In this step, we apply some conversions to our data to make it consistent and concrete. There are lots of different conversions that you can consider while pre-processing your data:

  • Renaming (relabeling): This means converting categorical values to numbers, as categorical values are dangerous if used with some learning methods, and also numbers will impose an order between the values
  • Rescaling (normalization): Transforming/bounding continuous values to some range, typically [-1, 1] or [0, 1]
  • New features: Making up new features from the existing ones. For example, obesity-factor = weight/height

Feature selection

The number of explanatory features (input variables) of a sample can be enormous wherein you get xi=(xi1, xi2, xi3, ... , xid) as a training sample (observation/example) and d is very large. An example of this can be a document classification task3, where you get 10,000 different words and the input variables will be the number of occurrences of different words.

This enormous number of input variables can be problematic and sometimes a curse because we have many input variables and few training samples to help us in the learning procedure. To avoid this curse of having an enormous number of input variables (curse of dimensionality), data scientists use dimensionality reduction techniques in order to select a subset from the input variables. For example, in the text classification task they can do the following:

  • Extracting relevant inputs (for instance, mutual information measure)
  • Principal component analysis (PCA)
  • Grouping (cluster) similar words (this uses a similarity measure)

Model selection

This step comes after selecting a proper subset of your input variables by using any dimensionality reduction technique. Choosing the proper subset of the input variable will make the rest of the learning process very simple.

In this step, you are trying to figure out the right model to learn.

If you have any prior experience with data science and applying learning methods to different domains and different kinds of data, then you will find this step easy as it requires prior knowledge of how your data looks and what assumptions could fit the nature of your data, and based on this you choose the proper learning method. If you don't have any prior knowledge, that's also fine because you can do this step by guessing and trying different learning methods with different parameter settings and choose the one that gives you better performance over the test set.

Also, initial data analysis and visualization will help you to make a good guess about the form of the distribution and nature of your data.

Learning process

By learning, we mean the optimization criteria that you are going to use to select the best model parameters.

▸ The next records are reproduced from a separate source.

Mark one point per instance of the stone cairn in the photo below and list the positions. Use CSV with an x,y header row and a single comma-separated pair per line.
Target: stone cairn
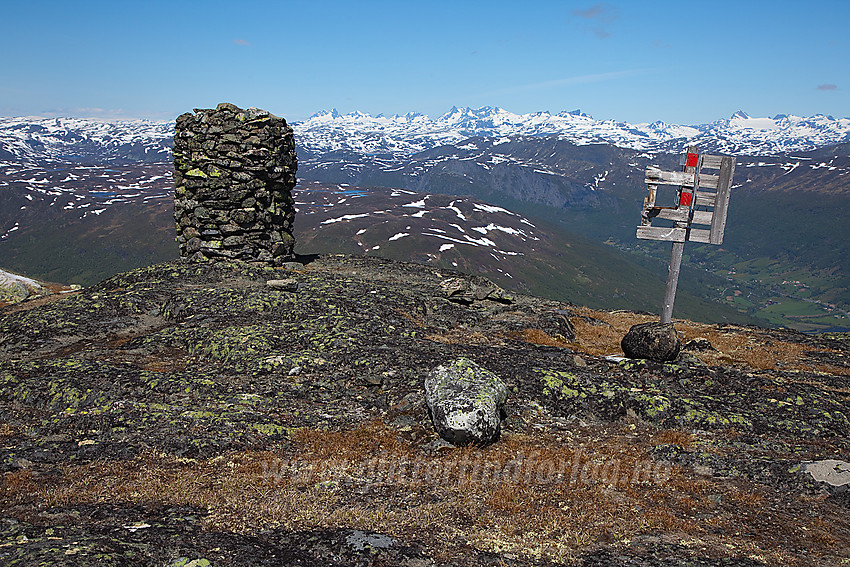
x,y
234,171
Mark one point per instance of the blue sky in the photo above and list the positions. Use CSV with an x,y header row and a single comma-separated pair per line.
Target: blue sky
x,y
685,62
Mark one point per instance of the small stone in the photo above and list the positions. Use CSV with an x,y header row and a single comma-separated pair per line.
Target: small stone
x,y
289,284
832,472
373,380
653,341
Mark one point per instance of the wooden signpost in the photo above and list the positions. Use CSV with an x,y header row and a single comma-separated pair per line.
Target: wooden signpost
x,y
699,215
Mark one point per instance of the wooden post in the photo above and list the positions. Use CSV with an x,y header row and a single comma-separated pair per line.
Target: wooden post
x,y
679,247
672,282
695,188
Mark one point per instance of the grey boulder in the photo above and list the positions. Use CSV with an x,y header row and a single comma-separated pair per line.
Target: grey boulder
x,y
465,402
653,341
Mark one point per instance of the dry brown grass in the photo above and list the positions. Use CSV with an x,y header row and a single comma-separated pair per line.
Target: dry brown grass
x,y
673,437
733,345
6,430
506,497
539,337
462,336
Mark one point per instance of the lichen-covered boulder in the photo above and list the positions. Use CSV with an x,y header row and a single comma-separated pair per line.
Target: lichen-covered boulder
x,y
465,402
653,341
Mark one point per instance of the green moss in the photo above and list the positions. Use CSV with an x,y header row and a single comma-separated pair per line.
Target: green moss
x,y
561,384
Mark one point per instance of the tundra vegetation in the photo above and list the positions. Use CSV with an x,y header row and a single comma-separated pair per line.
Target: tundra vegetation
x,y
191,414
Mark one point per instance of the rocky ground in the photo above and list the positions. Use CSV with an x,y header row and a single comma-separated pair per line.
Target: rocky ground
x,y
233,414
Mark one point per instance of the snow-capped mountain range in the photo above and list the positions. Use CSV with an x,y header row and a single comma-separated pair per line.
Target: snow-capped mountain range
x,y
27,140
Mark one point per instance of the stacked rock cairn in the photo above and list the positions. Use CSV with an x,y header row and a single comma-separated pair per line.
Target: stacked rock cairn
x,y
234,171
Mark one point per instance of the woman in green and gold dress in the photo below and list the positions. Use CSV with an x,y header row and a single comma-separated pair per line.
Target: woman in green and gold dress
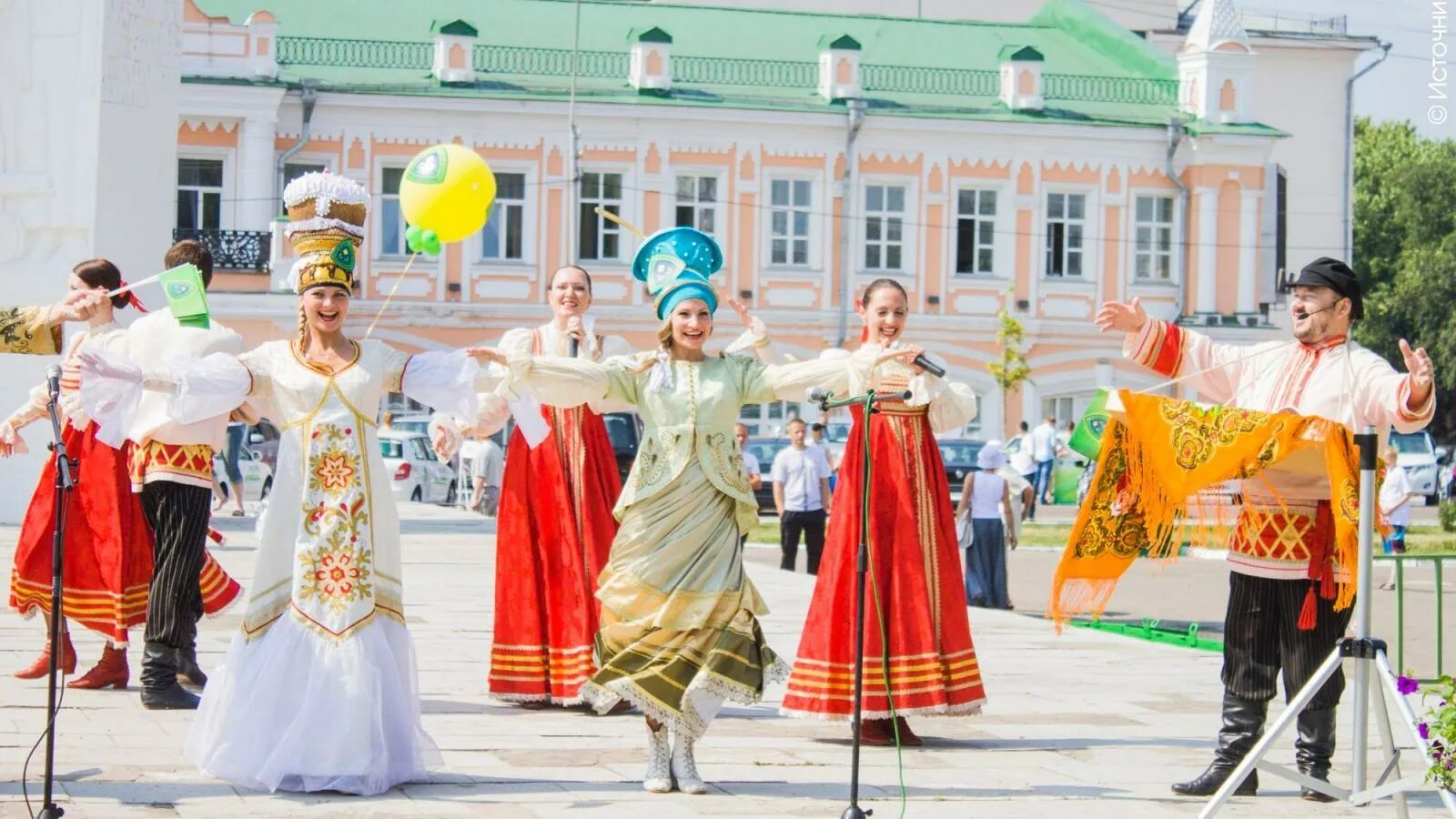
x,y
679,617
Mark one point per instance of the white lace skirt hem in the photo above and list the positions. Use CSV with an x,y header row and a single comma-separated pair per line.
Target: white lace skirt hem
x,y
298,713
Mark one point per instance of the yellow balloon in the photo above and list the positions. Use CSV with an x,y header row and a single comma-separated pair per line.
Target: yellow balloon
x,y
448,188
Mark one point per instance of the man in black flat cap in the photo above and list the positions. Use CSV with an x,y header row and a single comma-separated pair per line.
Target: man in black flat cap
x,y
1279,622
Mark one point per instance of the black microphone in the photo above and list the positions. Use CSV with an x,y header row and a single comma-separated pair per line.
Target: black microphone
x,y
1315,312
929,366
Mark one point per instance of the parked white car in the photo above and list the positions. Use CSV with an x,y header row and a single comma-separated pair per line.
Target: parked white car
x,y
257,475
415,472
1416,453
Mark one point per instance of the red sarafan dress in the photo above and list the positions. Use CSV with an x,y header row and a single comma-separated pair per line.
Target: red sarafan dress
x,y
915,570
106,567
553,532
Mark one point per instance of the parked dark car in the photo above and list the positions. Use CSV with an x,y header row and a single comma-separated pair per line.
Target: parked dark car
x,y
625,430
764,450
960,460
262,442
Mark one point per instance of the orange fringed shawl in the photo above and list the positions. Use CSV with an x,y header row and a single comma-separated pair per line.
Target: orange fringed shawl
x,y
1159,453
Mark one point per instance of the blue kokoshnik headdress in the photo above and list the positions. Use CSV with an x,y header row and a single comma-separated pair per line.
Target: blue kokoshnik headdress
x,y
676,266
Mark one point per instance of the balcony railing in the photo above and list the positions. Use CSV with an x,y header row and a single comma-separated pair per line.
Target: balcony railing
x,y
509,60
1280,22
232,249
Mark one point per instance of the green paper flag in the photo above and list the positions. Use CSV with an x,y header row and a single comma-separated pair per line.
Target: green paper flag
x,y
1087,438
186,295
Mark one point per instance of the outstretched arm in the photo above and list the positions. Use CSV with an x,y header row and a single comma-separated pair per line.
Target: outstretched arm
x,y
1169,350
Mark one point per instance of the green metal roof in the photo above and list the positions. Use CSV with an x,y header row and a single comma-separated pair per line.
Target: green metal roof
x,y
1094,72
1019,53
844,43
458,28
650,35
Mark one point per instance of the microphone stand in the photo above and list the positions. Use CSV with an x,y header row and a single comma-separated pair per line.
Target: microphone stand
x,y
866,401
65,482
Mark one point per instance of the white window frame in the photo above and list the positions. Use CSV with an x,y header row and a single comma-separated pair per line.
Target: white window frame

There are various optimization criteria for that:

  • Mean square error (MSE)
  • Maximum likelihood (ML) criterion
  • Maximum a posterior probability (MAP)

The optimization problem may be hard to solve, but the right choice of model and error function makes a difference.

Evaluating your model

In this step, we try to measure the generalization error of our model on the unseen data. Since we only have the specific data without knowing any unseen data beforehand, we can randomly select a test set from the data and never use it in the training process so that it acts like valid unseen data. There are different ways you can to evaluate the performance of the selected model:

  • Simple holdout method, which is dividing the data into training and testing sets
  • Other complex methods, based on cross-validation and random subsampling

Our objective in this step is to compare the predictive performance for different models trained on the same data and choose the one with a better (smaller) testing error, which will give us a better generalization error over the unseen data. You can also be more certain about the generalization error by using a statistical method to test the significance of your results.